For those who do not want to do their own installation, computer manufacturers sell computers with Linux preinstalled.
Dell XPS 13 Developer Edition
The XPS 13 is a sleek and beautiful ultrabook that can be used from gaming to productivity software. As with all Dell purchased computers, you can customize the machine to your desires. This laptop offers lots of options, including a touch display.
System76 Galago Pro
This system is designed to rival the Dell XPS 13 Developer Edition. The machine offers an aluminum chassis, two disc drive bays, an ultra-high resolution screen and many more features.
Purism Librem 13
This company built its success from crowdfunding. The laptop is designed with a focus on privacy, security, and the ethos of free software. This is a favorite for the security-conscious crowd.
This is a simple laptop that can do your day to day chores. It is a starter laptop for those who want to dabble in the Linux field.
It’s about a Community
Linux is about the free sharing of information on a global scale. The developers of Linux are doing so for the betterment of computing, giving room for a free option to compete with Microsoft and Apple duopoly. No one has absolute control of the Linux community, and anyone can join the community and contribute to its ongoing development.

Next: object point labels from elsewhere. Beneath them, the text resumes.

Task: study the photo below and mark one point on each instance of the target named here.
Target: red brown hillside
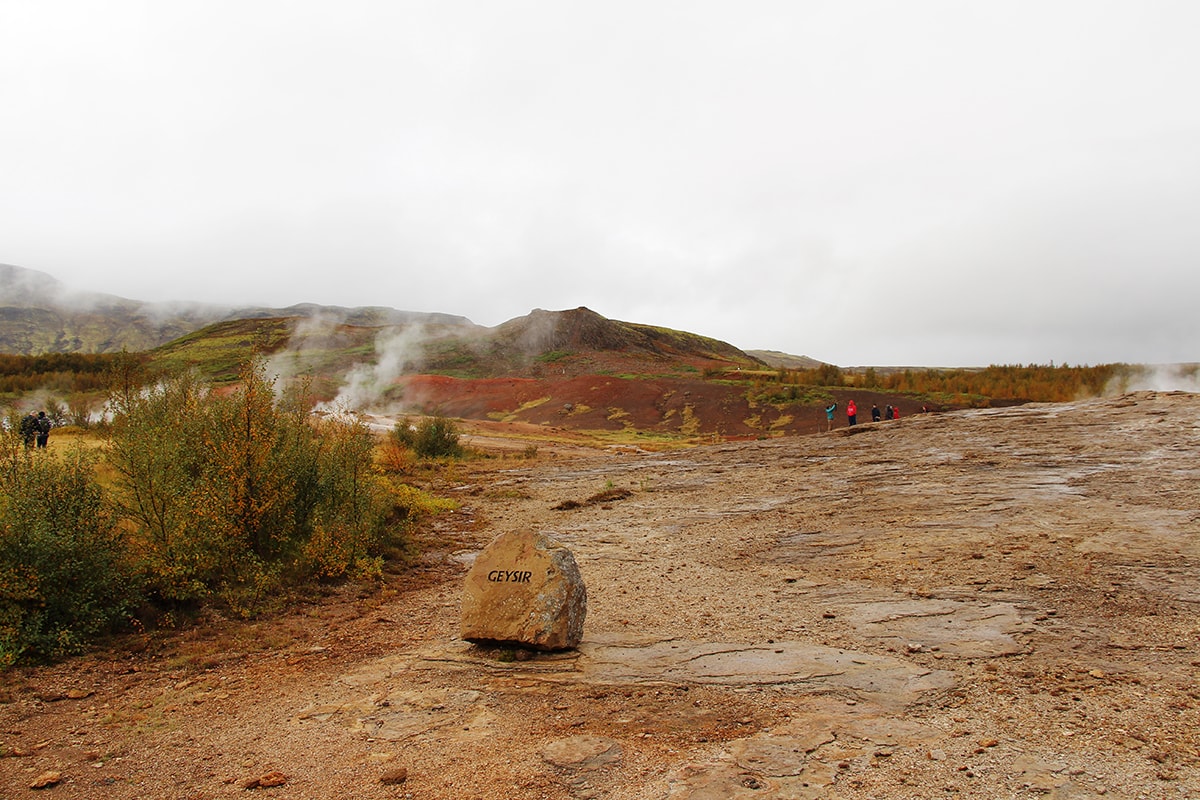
(580, 371)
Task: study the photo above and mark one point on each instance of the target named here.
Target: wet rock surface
(997, 603)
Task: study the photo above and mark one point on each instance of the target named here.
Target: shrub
(233, 495)
(65, 576)
(433, 437)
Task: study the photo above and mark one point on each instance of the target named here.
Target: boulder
(525, 589)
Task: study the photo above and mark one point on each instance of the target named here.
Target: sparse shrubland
(66, 572)
(1032, 383)
(229, 498)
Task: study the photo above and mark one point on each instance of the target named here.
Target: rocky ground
(991, 603)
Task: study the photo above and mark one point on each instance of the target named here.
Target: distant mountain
(40, 314)
(784, 360)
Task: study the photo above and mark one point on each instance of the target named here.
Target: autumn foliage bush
(65, 570)
(234, 494)
(228, 498)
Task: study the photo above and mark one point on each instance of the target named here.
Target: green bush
(233, 495)
(433, 437)
(65, 576)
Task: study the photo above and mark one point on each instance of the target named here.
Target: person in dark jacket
(43, 426)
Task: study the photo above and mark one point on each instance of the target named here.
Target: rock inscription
(525, 589)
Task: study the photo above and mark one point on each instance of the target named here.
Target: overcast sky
(906, 182)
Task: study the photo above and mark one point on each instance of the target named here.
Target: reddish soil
(666, 405)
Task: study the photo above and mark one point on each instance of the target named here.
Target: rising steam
(366, 385)
(1161, 378)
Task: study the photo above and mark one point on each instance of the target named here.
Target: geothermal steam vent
(525, 589)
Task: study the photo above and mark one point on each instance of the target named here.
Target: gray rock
(525, 589)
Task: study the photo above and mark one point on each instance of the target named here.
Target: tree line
(1031, 383)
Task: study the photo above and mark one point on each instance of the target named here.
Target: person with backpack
(29, 429)
(42, 425)
(829, 411)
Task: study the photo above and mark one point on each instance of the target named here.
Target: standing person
(29, 429)
(43, 426)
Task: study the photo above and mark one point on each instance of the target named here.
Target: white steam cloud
(1165, 378)
(366, 385)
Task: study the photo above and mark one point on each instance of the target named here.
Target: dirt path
(984, 603)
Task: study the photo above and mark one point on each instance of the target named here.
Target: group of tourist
(889, 413)
(36, 429)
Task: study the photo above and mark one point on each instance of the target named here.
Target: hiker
(43, 425)
(29, 429)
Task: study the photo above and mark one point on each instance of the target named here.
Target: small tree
(64, 570)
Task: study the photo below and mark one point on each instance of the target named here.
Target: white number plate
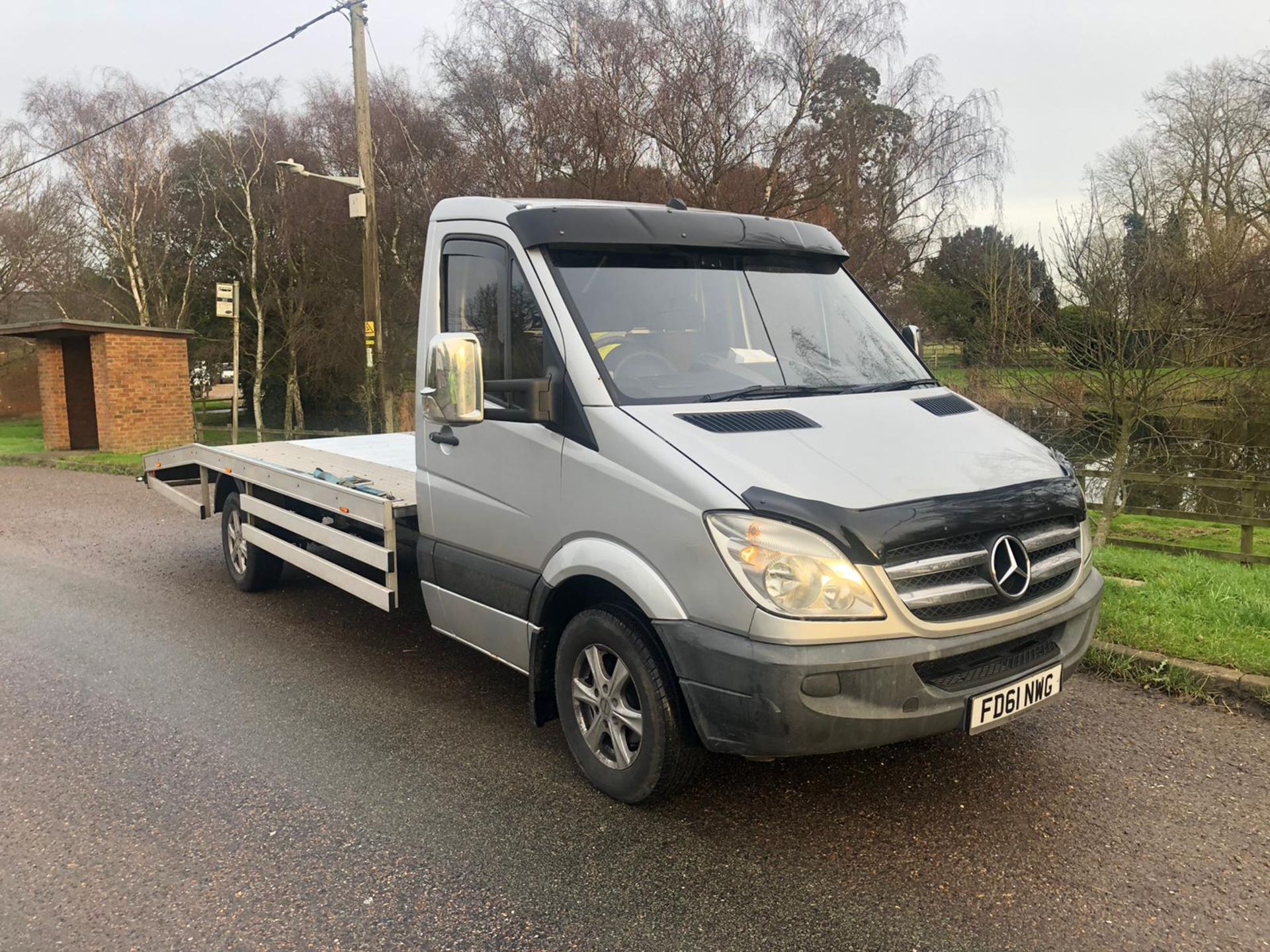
(992, 709)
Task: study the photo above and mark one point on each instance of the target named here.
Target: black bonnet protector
(653, 225)
(868, 535)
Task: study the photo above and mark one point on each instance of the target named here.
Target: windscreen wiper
(893, 385)
(760, 391)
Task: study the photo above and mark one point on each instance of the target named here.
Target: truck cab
(677, 467)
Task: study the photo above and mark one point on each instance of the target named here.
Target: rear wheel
(249, 567)
(621, 713)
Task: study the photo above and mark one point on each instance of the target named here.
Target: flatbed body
(306, 499)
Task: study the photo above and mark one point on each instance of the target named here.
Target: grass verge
(22, 444)
(1162, 677)
(1189, 607)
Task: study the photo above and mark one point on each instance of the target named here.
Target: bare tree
(136, 212)
(1150, 332)
(239, 122)
(40, 247)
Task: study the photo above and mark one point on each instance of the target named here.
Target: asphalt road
(183, 766)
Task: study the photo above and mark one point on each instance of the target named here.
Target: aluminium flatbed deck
(355, 510)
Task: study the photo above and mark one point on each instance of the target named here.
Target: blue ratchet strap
(360, 483)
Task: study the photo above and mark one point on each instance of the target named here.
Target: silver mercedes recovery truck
(679, 470)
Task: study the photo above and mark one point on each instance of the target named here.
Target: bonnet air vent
(945, 405)
(749, 422)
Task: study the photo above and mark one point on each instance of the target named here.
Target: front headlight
(790, 571)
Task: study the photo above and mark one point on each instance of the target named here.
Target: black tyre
(620, 709)
(251, 568)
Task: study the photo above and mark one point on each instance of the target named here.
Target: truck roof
(575, 221)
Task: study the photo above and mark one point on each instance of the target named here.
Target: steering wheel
(634, 361)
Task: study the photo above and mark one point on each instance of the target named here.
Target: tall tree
(135, 208)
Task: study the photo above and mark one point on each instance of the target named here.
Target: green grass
(1218, 537)
(1191, 607)
(1165, 677)
(22, 442)
(23, 436)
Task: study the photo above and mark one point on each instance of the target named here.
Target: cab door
(493, 487)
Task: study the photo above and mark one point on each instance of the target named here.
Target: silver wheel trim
(607, 707)
(238, 543)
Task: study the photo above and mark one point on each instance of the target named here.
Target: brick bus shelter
(116, 387)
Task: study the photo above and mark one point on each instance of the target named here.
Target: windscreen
(679, 325)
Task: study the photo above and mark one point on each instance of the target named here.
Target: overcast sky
(1070, 73)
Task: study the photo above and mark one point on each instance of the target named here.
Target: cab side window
(486, 292)
(525, 333)
(476, 298)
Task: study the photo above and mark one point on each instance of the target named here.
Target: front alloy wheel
(620, 707)
(607, 706)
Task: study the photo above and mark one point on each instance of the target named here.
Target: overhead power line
(292, 34)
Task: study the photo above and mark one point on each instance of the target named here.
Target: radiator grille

The source code for Linux is open for all to see, study, and change. Not only does this lead to an operating system that is more stable and suffers far fewer crashes than a typical Windows OS, but it also allows for errors to be corrected in real time. The community of developers keeps watch for compromise or malicious actors that seek to harm users. This openness creates a security that cannot be found in Windows or Mac. It has grown to the point that Russia, China, and Cuba are developing their own code based upon the Linux operating system architecture. Linux is more than an operating system; it is a way of thinking.